Вошел я на проходную – и только тут меня осенило! Но назад уже ходу нет! Однако, гляжу, Макарыч мне улыбается как ни в чем не бывало и говорит: «Поздненько вы сегодня! Устали небось?» Я совсем обалдел! Что‑то буркнул в ответ – и скорей на улицу. Думаю‑думаю: что же случилось? И ничего сообразить не могу… То есть понимаю, что Аркадий, очевидно, не… не сделал…
– А почему ты, собственно… – начал Борис и запнулся. – Ах, ну да… ты договорился, что он примет снотворное после твоего ухода?
У Аркадия лицо свела судорога. Всем нам опять стало тяжело. Но, в конце‑то концов, никуда от этого вопроса не уйдешь. Надо только без эмоций, по‑деловому…
– А как вам вообще пришла в голову такая идея? – спросил я. – Вы так сразу и договорились, при первой встрече?
– Нет, не сразу, – помолчав, ответил Аркадий. – После первого перехода я немного подладил камеру, сделал второй переход, потом третий. Из камеры я не выходил, так что возвращался каждый раз в свой мир. Потом не утерпел… Перемещался я, разумеется, вечером, когда в зале уже не работали. Но я сообразил: раз я выйду, то вмешательство в прошлое неизбежно совершится, пусть даже небольшое, и через два года на том конце, в будущем, некому будет камеру включить…
Я снова вспомнил погасший глазок своего пульта. Что и говорить, Аркадий куда лучше меня продумал все последствия… Аркадий помедлил и сказал, смущенно улыбаясь:
– Вот поэтому мне и пришлось в обязательном порядке встретиться с самим собой.
– Почему же в обязательном порядке? – не понял я.

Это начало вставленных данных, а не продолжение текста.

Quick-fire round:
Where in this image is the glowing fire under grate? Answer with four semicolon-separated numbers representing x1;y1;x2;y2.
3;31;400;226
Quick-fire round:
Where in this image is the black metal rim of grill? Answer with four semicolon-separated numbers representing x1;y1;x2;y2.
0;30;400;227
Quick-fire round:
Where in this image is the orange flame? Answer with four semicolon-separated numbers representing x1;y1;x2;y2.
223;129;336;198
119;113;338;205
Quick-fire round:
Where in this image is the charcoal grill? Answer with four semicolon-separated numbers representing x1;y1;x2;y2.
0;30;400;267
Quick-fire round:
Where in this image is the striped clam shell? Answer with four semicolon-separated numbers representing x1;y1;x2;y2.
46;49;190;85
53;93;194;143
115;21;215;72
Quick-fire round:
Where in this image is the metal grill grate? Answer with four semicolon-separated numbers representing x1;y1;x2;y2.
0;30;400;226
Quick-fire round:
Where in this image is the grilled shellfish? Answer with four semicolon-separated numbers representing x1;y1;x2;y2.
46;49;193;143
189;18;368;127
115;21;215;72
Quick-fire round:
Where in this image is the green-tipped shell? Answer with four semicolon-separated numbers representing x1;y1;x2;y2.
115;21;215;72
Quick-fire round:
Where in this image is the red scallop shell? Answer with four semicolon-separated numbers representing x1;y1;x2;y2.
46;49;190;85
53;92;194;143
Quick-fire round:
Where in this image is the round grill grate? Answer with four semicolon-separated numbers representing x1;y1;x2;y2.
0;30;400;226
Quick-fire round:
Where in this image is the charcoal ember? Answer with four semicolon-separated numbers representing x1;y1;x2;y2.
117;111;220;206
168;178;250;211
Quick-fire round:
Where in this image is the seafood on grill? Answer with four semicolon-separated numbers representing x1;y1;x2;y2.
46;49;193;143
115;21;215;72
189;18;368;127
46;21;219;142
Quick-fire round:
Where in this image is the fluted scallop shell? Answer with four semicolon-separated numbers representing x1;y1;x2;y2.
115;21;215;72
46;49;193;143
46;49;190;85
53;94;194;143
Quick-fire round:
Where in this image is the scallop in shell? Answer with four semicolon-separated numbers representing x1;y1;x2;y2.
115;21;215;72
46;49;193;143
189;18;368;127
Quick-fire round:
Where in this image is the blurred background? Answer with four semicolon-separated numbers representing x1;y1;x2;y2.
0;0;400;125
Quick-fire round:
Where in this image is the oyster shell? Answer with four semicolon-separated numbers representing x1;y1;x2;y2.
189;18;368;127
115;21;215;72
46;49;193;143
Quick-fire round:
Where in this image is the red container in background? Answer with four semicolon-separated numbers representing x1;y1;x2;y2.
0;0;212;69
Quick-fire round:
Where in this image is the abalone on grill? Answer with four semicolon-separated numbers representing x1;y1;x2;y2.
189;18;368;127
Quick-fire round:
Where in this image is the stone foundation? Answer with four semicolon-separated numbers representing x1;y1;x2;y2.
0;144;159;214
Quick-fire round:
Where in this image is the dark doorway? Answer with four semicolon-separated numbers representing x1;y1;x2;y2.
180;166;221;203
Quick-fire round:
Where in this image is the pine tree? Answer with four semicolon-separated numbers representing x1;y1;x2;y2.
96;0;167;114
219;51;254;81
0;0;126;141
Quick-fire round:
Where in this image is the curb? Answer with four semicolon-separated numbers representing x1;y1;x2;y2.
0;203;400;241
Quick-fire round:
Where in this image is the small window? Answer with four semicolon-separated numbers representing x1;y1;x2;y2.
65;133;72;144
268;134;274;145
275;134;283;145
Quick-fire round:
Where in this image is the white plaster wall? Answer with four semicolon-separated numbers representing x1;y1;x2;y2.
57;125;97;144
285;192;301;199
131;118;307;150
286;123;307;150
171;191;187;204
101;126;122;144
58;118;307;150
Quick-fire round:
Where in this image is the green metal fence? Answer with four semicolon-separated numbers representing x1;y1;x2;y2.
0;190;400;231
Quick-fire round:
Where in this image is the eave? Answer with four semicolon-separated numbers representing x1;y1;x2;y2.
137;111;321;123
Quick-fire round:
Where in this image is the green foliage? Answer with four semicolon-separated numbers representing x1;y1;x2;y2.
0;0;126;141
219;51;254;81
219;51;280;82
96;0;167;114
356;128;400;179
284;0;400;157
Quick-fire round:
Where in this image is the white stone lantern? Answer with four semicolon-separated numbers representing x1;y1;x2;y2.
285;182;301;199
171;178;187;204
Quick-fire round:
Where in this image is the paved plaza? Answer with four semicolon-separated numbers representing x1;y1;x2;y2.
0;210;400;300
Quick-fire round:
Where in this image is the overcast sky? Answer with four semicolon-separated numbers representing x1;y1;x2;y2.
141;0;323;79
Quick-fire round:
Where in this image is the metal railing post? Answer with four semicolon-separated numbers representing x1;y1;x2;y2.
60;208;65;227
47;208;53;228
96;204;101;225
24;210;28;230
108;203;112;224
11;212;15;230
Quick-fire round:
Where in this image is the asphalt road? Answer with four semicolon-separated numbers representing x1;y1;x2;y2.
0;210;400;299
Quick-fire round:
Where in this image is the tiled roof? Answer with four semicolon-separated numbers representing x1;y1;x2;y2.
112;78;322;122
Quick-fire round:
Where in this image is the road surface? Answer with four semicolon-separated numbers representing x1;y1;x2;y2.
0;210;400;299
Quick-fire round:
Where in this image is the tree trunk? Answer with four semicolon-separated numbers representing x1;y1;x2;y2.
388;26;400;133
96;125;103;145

– А к кому же мне было обратиться, как не к самому себе? Я договорился, что он через два года повторит мой опыт – отправит в прошлое камеру и включит ее на автомат, чтобы я мог вернуться, – объяснил Аркадий.
– Вот это да! – ошеломленно пробормотал Борис.
Решение Аркадия было не просто эффектным: оно вытекало из всей логики наших представлений о времени и одновременно выглядело так парадоксально, что не каждый бы до него додумался. Но Аркадий есть Аркадий!
– Так что действия мои были в известной степени предрешены заранее, – без воодушевления продолжал Аркадий. – Мне повезло, я застал Аркадия в лаборатории. Впрочем, я помнил, что в тот период он… то есть я… часто засиживался там один. Это было шестнадцатое мая…
Я покраснел. Борис‑76 – тоже.
– Ну, свои эмоции я описывать не буду, – скороговоркой сказал Аркадий,
– вы сами сегодня это испытали. В общем‑то, конечно, ради одного этого стоило… Говорили мы долго, допоздна. Тогда и сообразили… Кто первым высказал идею, не помню, да это и неважно, думали‑то мы одинаково… Решили действовать, назначили встречу на двадцатое. Потом я отправился в зал. Ребята, до чего странно было входить в камеру и знать, что ее включил два года спустя человек, который только что с тобой говорил, который еще здесь… В общем, переместился я обратно, встретил того же Аркадия, только на два года старше. Посмеялись: почему это, мол, я так опоздал на свидание
– на целых два года? Потом я кое‑как перекантовался четыре дня на нелегальном положении в 1976 году.
– А это еще зачем? – удивился я.
– Да просто у меня поле было рассчитано точно на два года. А пересчитывать все из‑за этих четырех дней… Знаешь, расчеты у меня очень сложные, делать их наспех, да еще в таких условиях…
– Дал бы тому Аркадию, – посоветовал Борис‑76.